Sadece İstanbul’da 128 bin kişi tedavi gönderildi

Türkiye’de 2005 yılında çıkan denetimli serbestlik yasasından önce AMATEM (Alkol ve Madde Bağımlılar Araştırma Tedavi Merkezi) ve ÇEMATEM’e (Çocuk ve Ergen Madde Bağımlılığı Araştırma, Tedavi ve Eğitim Merkezi) başvuranların sayısının yaklaşık 13 bin olduğunu belirten Söylemez şöyle konuştu: “Bu yasanın ardından ilk kez madde kullananlara mahkeme tarafından ceza verilmeyip, ‘Denetimli Serbestlik’ kapsamına alınmasıyla sadece İstanbul’da 2012 yılı verilerine göre 128 bin kişi bu iki kuruma mahkeme tarafından sevk edildi.

Tüm Türkiye’de ise 2014 rakamlarına göre madde kullanımı nedeniyle hakkında işlem yapılan kişi sayısı 273 bin kişi ve bunların yaklaşık 50 bini çocuk. İstanbul çocukların madde bağımlılığı konusunda yine başı çekiyor ve bu 50 bin çocuğun 40 bini İstanbul’da yaşıyor. Cezaevlerine gelecek olursak Türkiye’nin yaklaşık 160 bin kişilik cezaevi kapasitesi var ve şu anda yaklaşık 152 bin kişi hükümlü ve tutuklu olarak cezaevinde. Bu rakamında yaklaşık yüzde 35’i madde kullanma ve satma suçundan dolayı cezaevinde.

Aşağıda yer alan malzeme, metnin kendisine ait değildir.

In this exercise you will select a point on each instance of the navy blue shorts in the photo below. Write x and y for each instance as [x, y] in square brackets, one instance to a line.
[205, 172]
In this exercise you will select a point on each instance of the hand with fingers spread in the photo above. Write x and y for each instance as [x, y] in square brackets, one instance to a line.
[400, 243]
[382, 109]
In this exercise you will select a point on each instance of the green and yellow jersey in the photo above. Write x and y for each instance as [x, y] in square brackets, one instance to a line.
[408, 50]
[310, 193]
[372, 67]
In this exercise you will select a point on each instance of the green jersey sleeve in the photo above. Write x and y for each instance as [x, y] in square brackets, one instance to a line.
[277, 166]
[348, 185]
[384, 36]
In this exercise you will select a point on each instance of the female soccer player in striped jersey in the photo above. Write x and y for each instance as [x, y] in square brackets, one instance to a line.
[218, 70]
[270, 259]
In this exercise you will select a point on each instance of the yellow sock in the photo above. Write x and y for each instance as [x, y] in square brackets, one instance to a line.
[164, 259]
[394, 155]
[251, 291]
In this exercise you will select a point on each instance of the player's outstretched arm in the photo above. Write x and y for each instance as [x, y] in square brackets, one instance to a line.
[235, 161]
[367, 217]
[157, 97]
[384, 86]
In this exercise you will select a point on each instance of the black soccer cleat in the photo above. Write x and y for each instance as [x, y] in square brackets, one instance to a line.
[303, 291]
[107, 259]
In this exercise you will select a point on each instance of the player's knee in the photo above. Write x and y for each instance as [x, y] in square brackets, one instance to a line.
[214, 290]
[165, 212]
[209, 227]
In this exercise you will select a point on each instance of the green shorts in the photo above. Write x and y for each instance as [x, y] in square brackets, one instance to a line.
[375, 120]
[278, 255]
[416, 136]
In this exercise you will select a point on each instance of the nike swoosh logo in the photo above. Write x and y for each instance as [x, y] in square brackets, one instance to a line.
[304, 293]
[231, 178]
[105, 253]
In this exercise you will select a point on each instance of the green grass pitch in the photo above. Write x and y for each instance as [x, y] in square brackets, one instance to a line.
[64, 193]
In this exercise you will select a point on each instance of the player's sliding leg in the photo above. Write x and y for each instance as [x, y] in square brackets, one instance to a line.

Problemin giderek arttığını ve herkesin artık taşın altına elini sokması gerektiğini kaydeden Söylemez, İstanbul Emniyet Müdürlüğü’nün bir yılda madde kullanımı ve satışı ile ilgili 48 bin operasyon yaptığını 68 bin zehir tacirinin gözaltına alındığını söyledi. Türkiye’de bir yılda yapılan toplam yakalamaların tüm AB ülkelerinin bir yılda yaptığı yakalamaların 2 katı olduğunu söyleyen Söylemez, madde kullanımı konusunda maddenin piyasa arzı konusunda gerekenlerin yapıldığını ancak maddeye talep konusunda yapılması gereken çok şeyin olduğunu söyledi.

AMATEM'ler çalışıyor

Talep azaltma çalışmasının arz ile mücadeleden daha önemli olduğunu vurgulayan Söylemez, tedavi oranlarının da iç açıcı olmadığını ve AMATEM rakamlarına göre madde bağımlılığından kurtulma oranının yüzde 1.3 olduğunu, yani 100 kişiden sadece ikisinin maddeden kurtulabildiğini aktardı.

Öğretmenlerin de maddeyi çocuklarından uzak tutulması konusunda yapması gerekenler olduğunu belirten Söylemez, bu tür bir madde ile yakalanan çocuğu okuldan uzaklaştırıp başka bir okula vermenin ateşi başka bir yere sıçratmadan başka bir işe yaramadığını söyledi.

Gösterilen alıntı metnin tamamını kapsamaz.